Aihole was one of the capitals and an important commercial centre of the Early Western Chalukya, a powerful dynasty which ruled the Deccan from the sixth century. Together with the two other capitals of Badami and Pattadakal, the site has preserved many Hindu and Jain temples which belong to a period that goes from the sixth to the 12th centuries, belonging to the Early and Late Chalukya periods and to the Rashtrakuta era. The Meena Basti is a rock-cut Jain cave temple situated south of the village. It was excavated in the late sixth century. It has a long verandah supported by four pillars and two pilasters. The drawing depicts the figure of Dharanendra, the five-hooded serpent friend of Parshvanatha, which is carved at the left end of the verandah. Parshvanatha is the second last of the twenty-four Tirthankaras or Jain saviours.

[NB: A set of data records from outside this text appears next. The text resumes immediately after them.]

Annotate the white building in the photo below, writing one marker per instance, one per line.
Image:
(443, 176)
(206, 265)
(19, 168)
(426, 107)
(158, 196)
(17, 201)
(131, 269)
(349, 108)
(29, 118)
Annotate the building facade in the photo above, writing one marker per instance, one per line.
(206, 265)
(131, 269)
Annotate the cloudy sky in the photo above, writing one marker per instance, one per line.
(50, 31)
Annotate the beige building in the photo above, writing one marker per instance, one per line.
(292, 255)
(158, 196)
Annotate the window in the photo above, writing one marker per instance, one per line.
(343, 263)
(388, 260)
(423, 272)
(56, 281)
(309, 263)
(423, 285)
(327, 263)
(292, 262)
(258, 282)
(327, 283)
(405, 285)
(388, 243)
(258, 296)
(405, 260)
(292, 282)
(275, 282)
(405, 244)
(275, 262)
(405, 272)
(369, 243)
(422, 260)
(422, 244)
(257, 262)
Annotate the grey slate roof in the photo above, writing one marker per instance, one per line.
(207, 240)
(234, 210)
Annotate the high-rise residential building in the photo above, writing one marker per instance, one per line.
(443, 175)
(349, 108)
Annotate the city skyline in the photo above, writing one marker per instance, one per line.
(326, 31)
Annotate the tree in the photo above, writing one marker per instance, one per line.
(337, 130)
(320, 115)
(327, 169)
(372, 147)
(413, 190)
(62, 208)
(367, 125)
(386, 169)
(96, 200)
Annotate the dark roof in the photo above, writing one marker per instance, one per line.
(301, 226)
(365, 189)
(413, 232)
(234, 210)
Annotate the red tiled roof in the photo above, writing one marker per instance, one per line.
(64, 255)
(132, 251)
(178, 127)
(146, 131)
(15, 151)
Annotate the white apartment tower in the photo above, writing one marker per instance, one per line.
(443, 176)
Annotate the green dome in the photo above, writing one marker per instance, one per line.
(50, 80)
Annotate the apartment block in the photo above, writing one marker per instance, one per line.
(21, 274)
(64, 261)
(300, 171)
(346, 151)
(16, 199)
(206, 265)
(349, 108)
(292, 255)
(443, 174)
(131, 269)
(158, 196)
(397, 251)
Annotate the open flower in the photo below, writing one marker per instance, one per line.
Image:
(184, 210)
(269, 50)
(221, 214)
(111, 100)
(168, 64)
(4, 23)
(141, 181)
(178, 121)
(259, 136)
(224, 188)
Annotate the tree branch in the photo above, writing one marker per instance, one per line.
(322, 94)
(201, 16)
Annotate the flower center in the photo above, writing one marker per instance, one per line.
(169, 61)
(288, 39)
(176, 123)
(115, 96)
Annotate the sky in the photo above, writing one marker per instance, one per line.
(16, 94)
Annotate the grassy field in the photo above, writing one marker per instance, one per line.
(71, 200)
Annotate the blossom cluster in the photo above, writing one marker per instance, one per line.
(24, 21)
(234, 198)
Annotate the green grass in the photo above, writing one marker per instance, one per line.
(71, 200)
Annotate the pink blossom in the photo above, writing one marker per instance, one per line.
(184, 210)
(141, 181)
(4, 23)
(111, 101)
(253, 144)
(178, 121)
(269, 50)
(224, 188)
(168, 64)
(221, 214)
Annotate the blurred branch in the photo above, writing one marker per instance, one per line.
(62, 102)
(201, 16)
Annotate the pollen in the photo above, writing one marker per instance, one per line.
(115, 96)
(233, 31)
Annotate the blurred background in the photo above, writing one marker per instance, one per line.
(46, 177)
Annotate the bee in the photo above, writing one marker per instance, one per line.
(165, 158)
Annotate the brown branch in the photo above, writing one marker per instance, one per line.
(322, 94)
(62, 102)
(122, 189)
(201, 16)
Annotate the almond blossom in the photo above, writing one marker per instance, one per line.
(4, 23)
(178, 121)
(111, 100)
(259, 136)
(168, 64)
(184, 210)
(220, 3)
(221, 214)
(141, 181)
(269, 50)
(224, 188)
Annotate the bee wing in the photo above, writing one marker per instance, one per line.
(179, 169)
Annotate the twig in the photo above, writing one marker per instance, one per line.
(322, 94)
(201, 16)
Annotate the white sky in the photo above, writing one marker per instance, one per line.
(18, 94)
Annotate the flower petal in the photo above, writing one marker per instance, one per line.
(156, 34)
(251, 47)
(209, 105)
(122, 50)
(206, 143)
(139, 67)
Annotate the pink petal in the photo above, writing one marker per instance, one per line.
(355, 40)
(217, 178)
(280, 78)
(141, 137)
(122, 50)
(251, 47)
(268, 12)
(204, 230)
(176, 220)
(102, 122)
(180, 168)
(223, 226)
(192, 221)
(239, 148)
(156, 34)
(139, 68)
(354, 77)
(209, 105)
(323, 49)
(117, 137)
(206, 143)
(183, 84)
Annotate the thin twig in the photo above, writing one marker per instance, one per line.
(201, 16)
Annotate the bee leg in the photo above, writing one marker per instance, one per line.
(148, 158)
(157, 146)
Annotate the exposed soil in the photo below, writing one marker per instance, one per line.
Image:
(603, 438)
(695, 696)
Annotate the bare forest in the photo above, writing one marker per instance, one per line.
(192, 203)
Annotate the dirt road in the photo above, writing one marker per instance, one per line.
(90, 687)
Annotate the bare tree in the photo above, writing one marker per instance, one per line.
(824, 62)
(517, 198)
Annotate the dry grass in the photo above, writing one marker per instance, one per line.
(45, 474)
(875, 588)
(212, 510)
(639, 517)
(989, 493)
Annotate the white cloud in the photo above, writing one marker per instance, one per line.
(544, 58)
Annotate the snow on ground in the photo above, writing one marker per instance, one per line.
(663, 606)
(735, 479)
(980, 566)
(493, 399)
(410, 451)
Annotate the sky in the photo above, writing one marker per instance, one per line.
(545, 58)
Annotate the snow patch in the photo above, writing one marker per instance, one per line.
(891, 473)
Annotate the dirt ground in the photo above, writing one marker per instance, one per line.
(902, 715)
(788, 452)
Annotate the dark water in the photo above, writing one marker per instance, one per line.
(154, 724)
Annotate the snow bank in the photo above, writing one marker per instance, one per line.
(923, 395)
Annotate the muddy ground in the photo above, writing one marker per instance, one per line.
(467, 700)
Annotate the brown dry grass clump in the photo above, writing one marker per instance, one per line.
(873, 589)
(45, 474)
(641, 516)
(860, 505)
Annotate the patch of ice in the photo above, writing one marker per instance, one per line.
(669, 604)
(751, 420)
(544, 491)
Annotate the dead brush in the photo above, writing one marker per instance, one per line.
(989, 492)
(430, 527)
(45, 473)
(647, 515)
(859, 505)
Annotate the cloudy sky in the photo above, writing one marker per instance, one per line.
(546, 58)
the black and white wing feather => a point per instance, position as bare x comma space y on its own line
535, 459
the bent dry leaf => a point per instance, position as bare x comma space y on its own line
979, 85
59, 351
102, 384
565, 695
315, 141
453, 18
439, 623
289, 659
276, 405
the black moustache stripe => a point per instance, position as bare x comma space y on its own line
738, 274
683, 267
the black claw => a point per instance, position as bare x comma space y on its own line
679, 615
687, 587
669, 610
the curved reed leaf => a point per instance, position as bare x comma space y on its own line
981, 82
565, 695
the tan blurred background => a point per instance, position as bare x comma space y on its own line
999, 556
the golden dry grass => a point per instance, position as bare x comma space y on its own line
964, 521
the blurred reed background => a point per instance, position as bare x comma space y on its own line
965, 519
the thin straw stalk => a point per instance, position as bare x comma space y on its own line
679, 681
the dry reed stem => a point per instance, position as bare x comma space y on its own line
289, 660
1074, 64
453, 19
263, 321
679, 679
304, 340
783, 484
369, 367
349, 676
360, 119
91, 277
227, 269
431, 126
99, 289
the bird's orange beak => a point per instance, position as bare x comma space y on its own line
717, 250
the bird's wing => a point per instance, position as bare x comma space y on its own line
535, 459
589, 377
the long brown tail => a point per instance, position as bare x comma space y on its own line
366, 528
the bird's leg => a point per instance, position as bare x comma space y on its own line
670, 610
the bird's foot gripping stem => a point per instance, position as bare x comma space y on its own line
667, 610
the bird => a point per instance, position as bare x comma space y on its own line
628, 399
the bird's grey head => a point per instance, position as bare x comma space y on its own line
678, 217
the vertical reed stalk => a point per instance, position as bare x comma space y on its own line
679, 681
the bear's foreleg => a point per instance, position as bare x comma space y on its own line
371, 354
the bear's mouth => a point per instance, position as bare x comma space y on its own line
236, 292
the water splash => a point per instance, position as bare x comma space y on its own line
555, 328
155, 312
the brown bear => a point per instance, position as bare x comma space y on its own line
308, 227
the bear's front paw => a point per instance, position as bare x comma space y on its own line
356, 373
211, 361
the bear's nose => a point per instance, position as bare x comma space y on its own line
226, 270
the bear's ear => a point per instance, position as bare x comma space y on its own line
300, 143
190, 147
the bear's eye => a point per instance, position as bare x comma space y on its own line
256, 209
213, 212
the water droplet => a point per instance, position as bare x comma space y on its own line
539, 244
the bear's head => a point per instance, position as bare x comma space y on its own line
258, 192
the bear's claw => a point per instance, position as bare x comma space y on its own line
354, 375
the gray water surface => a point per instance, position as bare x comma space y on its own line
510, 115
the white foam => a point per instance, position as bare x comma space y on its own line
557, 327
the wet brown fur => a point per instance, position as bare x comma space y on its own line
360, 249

A female figure of Nagini, probably the consort of the Naga that shelters Parshvanatha, stands on the right holding an umbrella over his head. Another Nagini holds a lotus in her right hand. On the left of Parshvanatha a figure adorned with rich ornaments is seated in an attidude of adoration. Another figure with hands upraised is seen on the left above Parshvanatha.